Updated over a month ago

MGX collaborates with top universities and research institutes worldwide, producing cutting-edge research on multi-agent frameworks, LLM reasoning, context augmentation, and automated workflows.

These works not only push forward theoretical progress but also strengthen MGX’s product capabilities in areas such as multi-agent collaboration, data interpretation, RAG-enhanced reasoning, and prompt optimization.

1. You Don’t Know Until You Click: Automated GUI Testing for Production-Ready Software Evaluation

Abstract

As large language models (LLMs) and code agents evolve from generating isolated snippets to building full applications with GUIs, interactive logic, and dynamic behaviors, current benchmarks fail to evaluate production-ready software effectively. Static checks or binary pass/fail scripts overlook real-world usability, which only emerges through interaction.

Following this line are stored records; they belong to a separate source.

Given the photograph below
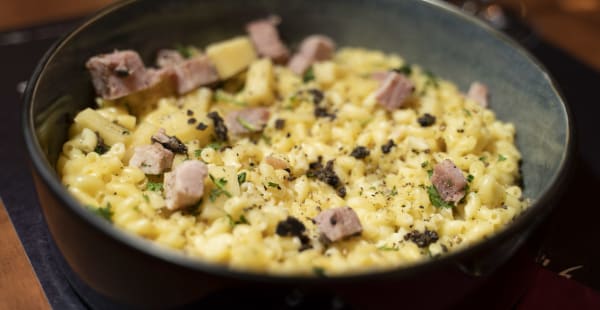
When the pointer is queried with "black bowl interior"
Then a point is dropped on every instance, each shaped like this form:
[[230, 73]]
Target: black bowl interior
[[427, 33]]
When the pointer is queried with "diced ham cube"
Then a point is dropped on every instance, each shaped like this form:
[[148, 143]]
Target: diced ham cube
[[276, 163], [168, 58], [193, 73], [394, 91], [184, 186], [449, 181], [265, 38], [247, 120], [312, 49], [479, 93], [379, 76], [338, 223], [152, 159], [117, 74]]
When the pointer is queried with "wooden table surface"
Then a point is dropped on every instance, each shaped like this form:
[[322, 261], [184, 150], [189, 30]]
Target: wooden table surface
[[571, 24]]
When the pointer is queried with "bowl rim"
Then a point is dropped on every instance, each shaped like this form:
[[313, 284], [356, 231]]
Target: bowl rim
[[534, 214]]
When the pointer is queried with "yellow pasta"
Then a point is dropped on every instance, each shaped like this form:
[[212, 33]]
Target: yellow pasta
[[388, 189]]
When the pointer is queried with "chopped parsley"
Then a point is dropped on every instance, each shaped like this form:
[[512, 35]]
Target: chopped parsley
[[242, 220], [247, 125], [405, 69], [103, 212], [309, 75], [216, 192], [154, 186], [435, 198], [101, 147], [241, 178]]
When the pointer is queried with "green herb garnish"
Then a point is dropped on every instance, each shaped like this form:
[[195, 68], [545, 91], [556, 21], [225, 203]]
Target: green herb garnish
[[267, 139], [216, 192], [405, 69], [241, 178], [225, 97], [154, 186], [185, 51], [435, 198], [232, 223], [103, 212], [309, 75]]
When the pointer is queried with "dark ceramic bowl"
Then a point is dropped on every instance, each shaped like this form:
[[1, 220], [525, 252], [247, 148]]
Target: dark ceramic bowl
[[457, 47]]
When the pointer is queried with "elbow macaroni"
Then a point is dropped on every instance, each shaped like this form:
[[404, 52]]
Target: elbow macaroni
[[387, 190]]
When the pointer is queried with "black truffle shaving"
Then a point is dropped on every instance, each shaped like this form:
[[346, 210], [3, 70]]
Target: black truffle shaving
[[422, 240], [292, 227], [316, 94], [220, 128], [360, 152], [326, 175], [426, 120], [101, 148], [322, 112], [201, 126], [171, 143], [386, 148]]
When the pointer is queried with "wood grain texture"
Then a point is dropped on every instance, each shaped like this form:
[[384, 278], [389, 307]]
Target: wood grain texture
[[19, 286]]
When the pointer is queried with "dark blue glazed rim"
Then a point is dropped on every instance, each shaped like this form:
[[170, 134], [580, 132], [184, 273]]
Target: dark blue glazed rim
[[524, 223]]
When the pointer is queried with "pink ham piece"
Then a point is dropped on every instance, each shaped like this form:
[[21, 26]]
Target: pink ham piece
[[312, 49], [118, 74], [449, 181], [479, 93], [247, 120], [184, 186], [276, 163], [338, 223], [394, 91], [193, 73], [265, 37], [167, 58], [152, 159]]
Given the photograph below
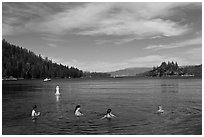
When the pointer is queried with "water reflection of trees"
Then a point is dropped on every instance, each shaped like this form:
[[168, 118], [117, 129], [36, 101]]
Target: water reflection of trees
[[169, 87]]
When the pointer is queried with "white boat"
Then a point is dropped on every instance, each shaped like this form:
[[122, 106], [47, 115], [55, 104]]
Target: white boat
[[47, 79]]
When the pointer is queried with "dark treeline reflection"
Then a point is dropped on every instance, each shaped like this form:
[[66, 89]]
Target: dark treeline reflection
[[170, 87]]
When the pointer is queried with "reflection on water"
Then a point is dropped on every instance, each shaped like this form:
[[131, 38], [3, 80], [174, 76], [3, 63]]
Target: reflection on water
[[134, 102], [170, 87]]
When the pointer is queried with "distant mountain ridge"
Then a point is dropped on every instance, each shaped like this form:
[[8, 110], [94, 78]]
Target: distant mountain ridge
[[129, 71]]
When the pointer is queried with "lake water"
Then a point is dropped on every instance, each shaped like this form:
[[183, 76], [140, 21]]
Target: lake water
[[133, 101]]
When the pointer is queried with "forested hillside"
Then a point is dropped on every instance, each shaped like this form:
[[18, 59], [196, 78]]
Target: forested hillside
[[173, 69], [22, 63]]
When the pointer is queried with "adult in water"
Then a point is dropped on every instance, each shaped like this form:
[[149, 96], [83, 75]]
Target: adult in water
[[108, 115], [34, 113], [77, 111], [160, 110], [57, 91]]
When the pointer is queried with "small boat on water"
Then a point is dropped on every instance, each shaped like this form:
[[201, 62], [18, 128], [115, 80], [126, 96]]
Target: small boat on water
[[47, 79]]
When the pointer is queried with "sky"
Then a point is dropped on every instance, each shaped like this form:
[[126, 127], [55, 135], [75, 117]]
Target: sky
[[107, 36]]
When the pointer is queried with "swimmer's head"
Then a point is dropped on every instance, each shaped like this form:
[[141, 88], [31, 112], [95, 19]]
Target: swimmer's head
[[78, 106], [159, 107], [108, 111], [34, 107]]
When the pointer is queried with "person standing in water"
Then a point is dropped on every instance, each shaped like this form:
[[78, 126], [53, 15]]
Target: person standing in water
[[57, 91], [160, 110], [108, 115], [77, 111], [34, 114]]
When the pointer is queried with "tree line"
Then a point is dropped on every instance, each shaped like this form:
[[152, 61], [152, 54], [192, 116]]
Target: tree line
[[172, 69], [19, 62]]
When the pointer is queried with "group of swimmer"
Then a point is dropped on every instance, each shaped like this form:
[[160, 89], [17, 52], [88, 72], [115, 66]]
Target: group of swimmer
[[78, 113]]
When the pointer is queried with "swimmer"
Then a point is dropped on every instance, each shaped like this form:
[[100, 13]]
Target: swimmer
[[57, 90], [108, 115], [35, 114], [160, 110], [77, 111]]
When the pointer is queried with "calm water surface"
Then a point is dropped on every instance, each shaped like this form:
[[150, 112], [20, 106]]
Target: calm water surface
[[133, 101]]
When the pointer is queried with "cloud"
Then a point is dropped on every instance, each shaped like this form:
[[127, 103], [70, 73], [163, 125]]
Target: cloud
[[120, 19], [52, 45], [195, 41]]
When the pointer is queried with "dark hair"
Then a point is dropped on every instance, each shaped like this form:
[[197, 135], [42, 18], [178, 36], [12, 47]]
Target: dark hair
[[108, 111], [34, 106], [78, 106]]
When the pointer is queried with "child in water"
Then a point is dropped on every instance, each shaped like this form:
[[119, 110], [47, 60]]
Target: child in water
[[57, 91], [35, 114], [108, 115], [160, 110], [77, 111]]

To address this, the authors introduce RealDevWorld, an end-to-end automated evaluation framework for testing LLMs’ ability to generate production-ready repositories from scratch.

Key Contributions

  • First GUI-based end-to-end evaluation framework for production-ready applications.

  • Introduced RealDevBench, a benchmark with 194 diverse multimodal engineering tasks.

  • Proposed AppEvalPilot, an agent-as-a-judge system simulating GUI-based user interactions for holistic assessment.

  • Achieved high human alignment (accuracy 0.92, correlation 0.85) while reducing reliance on manual review.

2. Advances and Challenges in Foundation Agents: From Brain-Inspired Intelligence to Evolutionary, Collaborative, and Safe Systems

Abstract

The advent of LLMs has catalyzed a transformative shift in AI, enabling intelligent agents capable of reasoning, perception, and action across domains. Designing, evaluating, and continuously improving such agents presents multifaceted challenges.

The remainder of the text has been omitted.